Laguna Beach updates budget for 2020-21 in light of a $7.4-million shortfall in revenue
Ahead of what the city expected would be a $12-million loss in revenue, the Laguna Beach City Council made significant cutbacks to its budget in April in an effort to curtail the effects of COVID-19.
At the start of the pandemic, city staff predicted that the city would see significant changes in its transient occupancy tax and sales tax with hotel tax revenue to drop by $3.5 million, sales tax by $1.3 million and community development fees by $1.2 million less than initial budget estimates when the budgets for both the 2019-20 and 2020-21 fiscal year were adopted in June last year.
On Tuesday, city staff reported the revenue losses for the 2019-20 fiscal year was actually $7.4 million across all funds, including $3.5 million in the general fund.

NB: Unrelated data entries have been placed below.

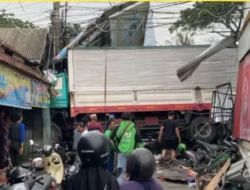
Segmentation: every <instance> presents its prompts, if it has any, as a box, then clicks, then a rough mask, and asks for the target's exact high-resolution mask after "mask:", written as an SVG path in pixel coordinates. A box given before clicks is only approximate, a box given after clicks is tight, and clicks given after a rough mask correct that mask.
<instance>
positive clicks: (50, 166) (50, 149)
mask: <svg viewBox="0 0 250 190" xmlns="http://www.w3.org/2000/svg"><path fill="white" fill-rule="evenodd" d="M30 145H31V146H34V147H37V150H38V153H40V154H41V155H42V156H43V158H42V159H43V166H44V171H45V172H46V173H47V174H49V175H51V176H52V177H53V178H54V179H55V180H56V183H57V186H58V187H60V186H61V185H60V184H61V183H62V180H63V177H64V165H63V161H62V159H61V157H60V155H59V154H58V153H56V152H54V151H53V147H52V146H50V145H45V146H44V147H43V148H42V149H41V148H40V146H39V145H38V144H35V143H34V141H33V140H30Z"/></svg>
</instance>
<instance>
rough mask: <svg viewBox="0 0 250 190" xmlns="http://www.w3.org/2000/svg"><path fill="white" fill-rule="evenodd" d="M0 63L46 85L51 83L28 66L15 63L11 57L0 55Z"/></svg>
mask: <svg viewBox="0 0 250 190" xmlns="http://www.w3.org/2000/svg"><path fill="white" fill-rule="evenodd" d="M0 62H3V63H5V64H7V65H9V66H10V67H12V68H14V69H17V70H19V71H21V72H22V73H24V74H26V75H28V76H31V77H34V78H36V79H38V80H40V81H42V82H44V83H46V84H49V85H51V83H50V82H49V81H48V80H47V79H46V78H45V77H44V76H42V75H41V74H39V73H38V72H36V71H35V70H33V69H32V68H30V67H29V66H27V65H25V64H23V63H21V62H19V61H17V60H16V59H14V58H13V57H11V56H9V55H7V54H4V53H0Z"/></svg>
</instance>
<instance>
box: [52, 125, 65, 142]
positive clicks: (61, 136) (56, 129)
mask: <svg viewBox="0 0 250 190" xmlns="http://www.w3.org/2000/svg"><path fill="white" fill-rule="evenodd" d="M58 137H60V138H61V139H62V132H61V129H60V127H58V126H57V125H56V124H55V123H51V141H52V142H58Z"/></svg>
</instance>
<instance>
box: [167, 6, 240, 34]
mask: <svg viewBox="0 0 250 190" xmlns="http://www.w3.org/2000/svg"><path fill="white" fill-rule="evenodd" d="M242 19H243V2H196V3H194V5H193V8H187V9H185V10H183V11H181V12H180V18H179V19H178V20H177V21H176V22H174V23H173V25H172V26H171V27H170V29H169V31H170V32H171V33H173V32H174V31H176V30H177V29H181V30H182V31H196V30H197V29H200V30H208V31H210V32H213V33H218V34H220V35H221V36H228V34H229V35H231V34H237V33H238V32H239V30H240V27H241V23H242ZM219 26H223V28H226V29H227V31H222V30H218V27H219Z"/></svg>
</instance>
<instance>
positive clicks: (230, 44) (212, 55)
mask: <svg viewBox="0 0 250 190" xmlns="http://www.w3.org/2000/svg"><path fill="white" fill-rule="evenodd" d="M235 40H236V37H235V36H229V37H226V38H224V39H223V40H221V41H220V42H218V43H217V44H215V45H213V46H210V47H209V48H208V49H206V50H205V51H203V52H202V53H201V54H200V55H198V56H197V57H196V58H194V59H193V60H191V61H189V62H188V63H187V64H185V65H184V66H182V67H181V68H179V69H178V70H177V76H178V78H179V79H180V81H181V82H183V81H185V80H187V79H188V78H189V77H191V76H192V75H193V73H194V72H195V70H196V69H197V68H198V67H199V65H200V64H201V62H202V61H204V60H206V59H208V58H209V57H211V56H213V55H214V54H216V53H218V52H219V51H221V50H222V49H224V48H226V47H228V46H230V45H231V44H233V43H235Z"/></svg>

April projections initially saw a $6-million loss in the general fund.
Overall, all funds beat estimates. Property taxes came in $53,000 higher than expected and sales tax similarly beat its estimates by $200,000. The transient occupancy tax also beat estimates by $1.4 million and city departments saved more than $2.5 million.

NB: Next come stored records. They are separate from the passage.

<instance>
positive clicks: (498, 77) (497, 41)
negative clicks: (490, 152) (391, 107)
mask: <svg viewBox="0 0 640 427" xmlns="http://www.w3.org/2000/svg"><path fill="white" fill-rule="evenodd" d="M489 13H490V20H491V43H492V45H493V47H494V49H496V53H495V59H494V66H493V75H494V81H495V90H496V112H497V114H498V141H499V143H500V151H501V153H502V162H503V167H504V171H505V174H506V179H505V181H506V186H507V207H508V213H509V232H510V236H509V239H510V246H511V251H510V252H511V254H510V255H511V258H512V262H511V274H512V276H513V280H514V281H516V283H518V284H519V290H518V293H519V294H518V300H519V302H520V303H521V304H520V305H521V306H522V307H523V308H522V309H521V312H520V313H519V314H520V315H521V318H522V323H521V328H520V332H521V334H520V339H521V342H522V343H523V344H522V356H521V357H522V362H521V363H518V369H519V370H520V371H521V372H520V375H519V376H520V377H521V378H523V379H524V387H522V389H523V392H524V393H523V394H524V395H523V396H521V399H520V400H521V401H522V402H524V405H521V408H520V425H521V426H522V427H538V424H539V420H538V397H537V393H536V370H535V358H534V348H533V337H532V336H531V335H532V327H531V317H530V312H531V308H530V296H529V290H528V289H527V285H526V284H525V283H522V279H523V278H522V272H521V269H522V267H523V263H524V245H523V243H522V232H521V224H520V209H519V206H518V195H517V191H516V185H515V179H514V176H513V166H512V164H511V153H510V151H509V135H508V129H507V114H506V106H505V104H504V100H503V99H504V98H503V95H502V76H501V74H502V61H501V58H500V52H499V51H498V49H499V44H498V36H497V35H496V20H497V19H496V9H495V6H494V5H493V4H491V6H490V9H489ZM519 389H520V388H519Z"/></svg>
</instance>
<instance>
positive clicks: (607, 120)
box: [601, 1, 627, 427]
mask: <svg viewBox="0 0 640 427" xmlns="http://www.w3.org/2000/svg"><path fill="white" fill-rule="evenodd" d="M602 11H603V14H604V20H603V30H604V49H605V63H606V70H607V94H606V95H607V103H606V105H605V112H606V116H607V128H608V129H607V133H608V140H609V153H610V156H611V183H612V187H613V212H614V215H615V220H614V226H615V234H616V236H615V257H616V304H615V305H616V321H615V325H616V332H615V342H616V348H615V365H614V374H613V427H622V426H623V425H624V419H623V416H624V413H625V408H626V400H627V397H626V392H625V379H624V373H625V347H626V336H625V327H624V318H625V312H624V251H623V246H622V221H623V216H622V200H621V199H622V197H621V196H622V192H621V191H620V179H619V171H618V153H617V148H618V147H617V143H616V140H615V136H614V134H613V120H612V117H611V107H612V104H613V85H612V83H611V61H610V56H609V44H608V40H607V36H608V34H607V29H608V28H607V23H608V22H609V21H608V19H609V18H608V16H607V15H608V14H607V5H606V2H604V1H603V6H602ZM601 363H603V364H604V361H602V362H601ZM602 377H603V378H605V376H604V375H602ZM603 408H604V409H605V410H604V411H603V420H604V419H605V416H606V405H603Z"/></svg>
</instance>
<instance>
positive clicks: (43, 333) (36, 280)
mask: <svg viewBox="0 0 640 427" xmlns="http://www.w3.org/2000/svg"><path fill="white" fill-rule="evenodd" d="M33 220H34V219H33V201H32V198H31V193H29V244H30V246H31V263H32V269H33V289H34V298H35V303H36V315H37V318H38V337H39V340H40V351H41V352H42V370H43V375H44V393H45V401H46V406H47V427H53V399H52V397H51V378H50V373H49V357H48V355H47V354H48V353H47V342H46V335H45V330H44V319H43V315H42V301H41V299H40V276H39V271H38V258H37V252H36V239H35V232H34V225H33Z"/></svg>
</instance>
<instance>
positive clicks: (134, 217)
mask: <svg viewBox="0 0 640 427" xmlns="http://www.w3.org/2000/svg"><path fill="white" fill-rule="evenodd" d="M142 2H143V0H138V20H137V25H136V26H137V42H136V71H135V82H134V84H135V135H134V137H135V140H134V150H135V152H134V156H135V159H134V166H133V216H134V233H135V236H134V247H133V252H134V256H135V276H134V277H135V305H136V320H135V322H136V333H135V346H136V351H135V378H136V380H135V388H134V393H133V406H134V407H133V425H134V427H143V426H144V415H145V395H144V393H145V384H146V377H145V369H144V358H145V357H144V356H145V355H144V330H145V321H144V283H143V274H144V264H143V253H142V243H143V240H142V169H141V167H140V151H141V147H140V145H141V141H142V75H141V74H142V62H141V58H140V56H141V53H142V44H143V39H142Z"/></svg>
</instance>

City Manager John Pietig said that though the city is in a “bad” situation in comparison to pre-COVID, it is not as bad as staff believed it could have been earlier this year.

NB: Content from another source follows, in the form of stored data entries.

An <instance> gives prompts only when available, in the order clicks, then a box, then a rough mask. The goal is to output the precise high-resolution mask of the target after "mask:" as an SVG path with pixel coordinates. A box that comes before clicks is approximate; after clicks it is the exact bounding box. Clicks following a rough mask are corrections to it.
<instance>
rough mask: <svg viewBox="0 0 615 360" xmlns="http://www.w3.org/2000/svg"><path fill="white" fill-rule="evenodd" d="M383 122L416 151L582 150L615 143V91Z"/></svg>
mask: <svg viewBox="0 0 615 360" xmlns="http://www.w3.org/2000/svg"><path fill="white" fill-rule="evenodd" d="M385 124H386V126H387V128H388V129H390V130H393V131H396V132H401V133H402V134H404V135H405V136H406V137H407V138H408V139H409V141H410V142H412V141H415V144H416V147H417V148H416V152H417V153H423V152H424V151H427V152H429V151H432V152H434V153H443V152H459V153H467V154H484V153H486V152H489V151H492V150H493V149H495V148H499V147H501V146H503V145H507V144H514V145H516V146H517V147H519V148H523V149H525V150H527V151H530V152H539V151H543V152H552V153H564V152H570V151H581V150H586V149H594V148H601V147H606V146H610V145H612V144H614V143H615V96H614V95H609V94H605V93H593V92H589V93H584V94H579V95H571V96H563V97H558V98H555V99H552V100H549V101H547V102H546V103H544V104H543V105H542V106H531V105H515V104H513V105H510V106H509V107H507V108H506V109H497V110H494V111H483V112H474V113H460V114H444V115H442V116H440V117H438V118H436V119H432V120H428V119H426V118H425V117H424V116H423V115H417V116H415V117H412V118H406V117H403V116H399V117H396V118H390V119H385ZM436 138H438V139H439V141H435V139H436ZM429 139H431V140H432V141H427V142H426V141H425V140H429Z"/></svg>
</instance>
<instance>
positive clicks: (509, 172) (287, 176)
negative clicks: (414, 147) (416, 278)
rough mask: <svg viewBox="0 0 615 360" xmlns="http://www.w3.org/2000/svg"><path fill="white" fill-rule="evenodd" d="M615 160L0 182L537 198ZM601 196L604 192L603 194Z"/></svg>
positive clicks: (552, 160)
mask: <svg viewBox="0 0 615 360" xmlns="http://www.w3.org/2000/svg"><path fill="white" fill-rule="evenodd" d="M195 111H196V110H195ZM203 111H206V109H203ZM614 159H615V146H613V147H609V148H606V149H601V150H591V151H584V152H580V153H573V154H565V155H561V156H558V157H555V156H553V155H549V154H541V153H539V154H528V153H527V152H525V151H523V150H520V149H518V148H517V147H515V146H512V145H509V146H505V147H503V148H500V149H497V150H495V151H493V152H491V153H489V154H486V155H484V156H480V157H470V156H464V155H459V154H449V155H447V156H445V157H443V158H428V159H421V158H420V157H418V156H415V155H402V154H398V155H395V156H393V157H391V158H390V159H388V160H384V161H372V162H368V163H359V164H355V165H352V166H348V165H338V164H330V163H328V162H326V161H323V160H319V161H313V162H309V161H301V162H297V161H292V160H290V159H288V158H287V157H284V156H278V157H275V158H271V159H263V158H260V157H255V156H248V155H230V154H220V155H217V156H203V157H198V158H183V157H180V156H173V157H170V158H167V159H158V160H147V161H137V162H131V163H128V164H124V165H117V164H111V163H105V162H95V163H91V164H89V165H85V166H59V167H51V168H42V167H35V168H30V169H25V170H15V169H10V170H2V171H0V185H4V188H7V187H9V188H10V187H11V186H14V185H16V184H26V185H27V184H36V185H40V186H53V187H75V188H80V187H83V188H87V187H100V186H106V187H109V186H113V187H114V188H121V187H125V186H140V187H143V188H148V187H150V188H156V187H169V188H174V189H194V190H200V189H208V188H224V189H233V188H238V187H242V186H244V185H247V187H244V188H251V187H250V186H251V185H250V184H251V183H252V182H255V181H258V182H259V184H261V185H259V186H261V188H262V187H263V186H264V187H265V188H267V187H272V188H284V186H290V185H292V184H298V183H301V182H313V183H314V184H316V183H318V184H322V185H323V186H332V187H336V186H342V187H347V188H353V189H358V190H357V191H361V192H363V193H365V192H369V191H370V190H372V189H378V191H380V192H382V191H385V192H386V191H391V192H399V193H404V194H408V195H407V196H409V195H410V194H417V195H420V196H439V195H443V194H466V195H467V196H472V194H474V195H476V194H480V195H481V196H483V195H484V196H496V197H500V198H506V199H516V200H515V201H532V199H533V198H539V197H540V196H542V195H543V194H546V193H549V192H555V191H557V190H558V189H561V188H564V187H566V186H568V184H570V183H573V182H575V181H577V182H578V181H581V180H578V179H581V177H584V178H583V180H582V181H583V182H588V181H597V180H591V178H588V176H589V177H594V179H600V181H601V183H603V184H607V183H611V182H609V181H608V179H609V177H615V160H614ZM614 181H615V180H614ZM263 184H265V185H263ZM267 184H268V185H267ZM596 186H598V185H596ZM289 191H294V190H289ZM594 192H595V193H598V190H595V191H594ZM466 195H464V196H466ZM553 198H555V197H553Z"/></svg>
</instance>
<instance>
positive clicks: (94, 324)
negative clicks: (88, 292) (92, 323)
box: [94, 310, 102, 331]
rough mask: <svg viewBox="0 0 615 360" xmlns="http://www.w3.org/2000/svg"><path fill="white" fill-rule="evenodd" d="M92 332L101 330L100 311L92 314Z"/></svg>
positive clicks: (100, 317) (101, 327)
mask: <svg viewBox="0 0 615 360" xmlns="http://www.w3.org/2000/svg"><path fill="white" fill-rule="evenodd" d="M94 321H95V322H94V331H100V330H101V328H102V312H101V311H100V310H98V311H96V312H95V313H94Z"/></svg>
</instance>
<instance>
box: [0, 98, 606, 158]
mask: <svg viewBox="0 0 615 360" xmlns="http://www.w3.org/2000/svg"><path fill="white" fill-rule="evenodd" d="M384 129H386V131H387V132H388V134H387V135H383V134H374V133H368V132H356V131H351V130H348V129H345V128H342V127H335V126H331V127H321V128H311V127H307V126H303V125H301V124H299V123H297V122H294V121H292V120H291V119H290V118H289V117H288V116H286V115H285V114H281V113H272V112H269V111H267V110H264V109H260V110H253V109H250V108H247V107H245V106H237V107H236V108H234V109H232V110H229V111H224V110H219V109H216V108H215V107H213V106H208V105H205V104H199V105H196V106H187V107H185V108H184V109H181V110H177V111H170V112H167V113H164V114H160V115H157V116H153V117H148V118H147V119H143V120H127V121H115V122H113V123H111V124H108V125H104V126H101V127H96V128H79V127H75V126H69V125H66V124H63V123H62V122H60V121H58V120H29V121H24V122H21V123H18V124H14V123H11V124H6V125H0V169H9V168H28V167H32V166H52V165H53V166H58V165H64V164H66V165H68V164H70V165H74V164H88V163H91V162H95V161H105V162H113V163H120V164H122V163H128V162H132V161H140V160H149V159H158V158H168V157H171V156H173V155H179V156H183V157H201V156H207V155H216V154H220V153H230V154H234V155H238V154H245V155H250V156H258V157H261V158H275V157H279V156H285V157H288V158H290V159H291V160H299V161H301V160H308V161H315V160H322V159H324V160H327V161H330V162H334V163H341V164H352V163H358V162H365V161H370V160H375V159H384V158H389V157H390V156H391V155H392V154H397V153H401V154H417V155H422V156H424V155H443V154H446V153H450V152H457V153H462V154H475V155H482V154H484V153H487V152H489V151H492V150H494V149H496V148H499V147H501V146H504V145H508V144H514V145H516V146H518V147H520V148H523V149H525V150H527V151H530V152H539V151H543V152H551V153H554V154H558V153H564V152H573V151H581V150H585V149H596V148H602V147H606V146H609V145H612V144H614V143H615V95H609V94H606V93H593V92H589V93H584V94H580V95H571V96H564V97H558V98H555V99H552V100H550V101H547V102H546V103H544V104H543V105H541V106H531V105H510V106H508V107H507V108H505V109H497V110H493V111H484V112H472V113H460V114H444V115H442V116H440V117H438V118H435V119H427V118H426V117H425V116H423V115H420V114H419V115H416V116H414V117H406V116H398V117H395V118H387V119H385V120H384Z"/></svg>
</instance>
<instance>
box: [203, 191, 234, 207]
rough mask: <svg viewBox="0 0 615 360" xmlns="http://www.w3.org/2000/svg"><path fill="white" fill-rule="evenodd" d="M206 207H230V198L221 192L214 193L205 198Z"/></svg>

City staff said that current projections assume that the coronavirus pandemic wouldn’t have further impacts on public health and require closure of businesses and services, but acknowledged that if such a situation should change that it will affect the city’s finances.
“The uncertainty surrounding the spread of the coronavirus as businesses and schools reopen, the flu season, a potential vaccine, recession and pre-coronavirus pressures on retail make the remainder of the fiscal year nearly impossible to predict,” staff said in a report prepared for the council meeting.
Up for consideration Tuesday was for the City Council to carry over revenue from the last fiscal year and subsequent appropriations thereof such as the setting aside of $1.5 million to balance the current fiscal year’s budget without impacting the general fund reserve to preserve such funds for future downturns and economic recovery.
In addition, other actions taken Tuesday were the establishment of a CARES Act Assistance fund, addition of a systems analyst position to the Community Development department, authorization for a $30,000 contract to retain interim public works director Manuel Gomez and addition of a defensible space inspector.
All actions were approved unanimously.
The City Council also moved to fund the position for a defensible space inspector to the city’s budget through the end of the current fiscal year, acknowledging wildfire concerns as 25 major blazes continue to burn up and down the state. Most of Laguna Beach is designated a severe fire hazard severity zone.
Mayor Pro Tem Steve Dicterow said that he felt it was important to move forward with hiring a defensible space inspector. Councilman Peter Blake agreed, adding that he felt the city needed to move forward with clearing dry brush and creating a plan.
“Not a plan that’s wrapped around emotions and politics, but a plan that’s actually wrapped around keeping us safe,” Blake said. “With five of the six greatest fires in our history burning right now, we have to be looking at this.”
Residents spoke in favor of the defensible space inspector and the systems analyst positions, complimenting city staff for how budget issues have been handled in light of the COVID-19 pandemic.
Gavin Curran, the city’s director of administrative services, said that the next financial report will be scheduled for February. Discussions for next year’s budget are set for May and June.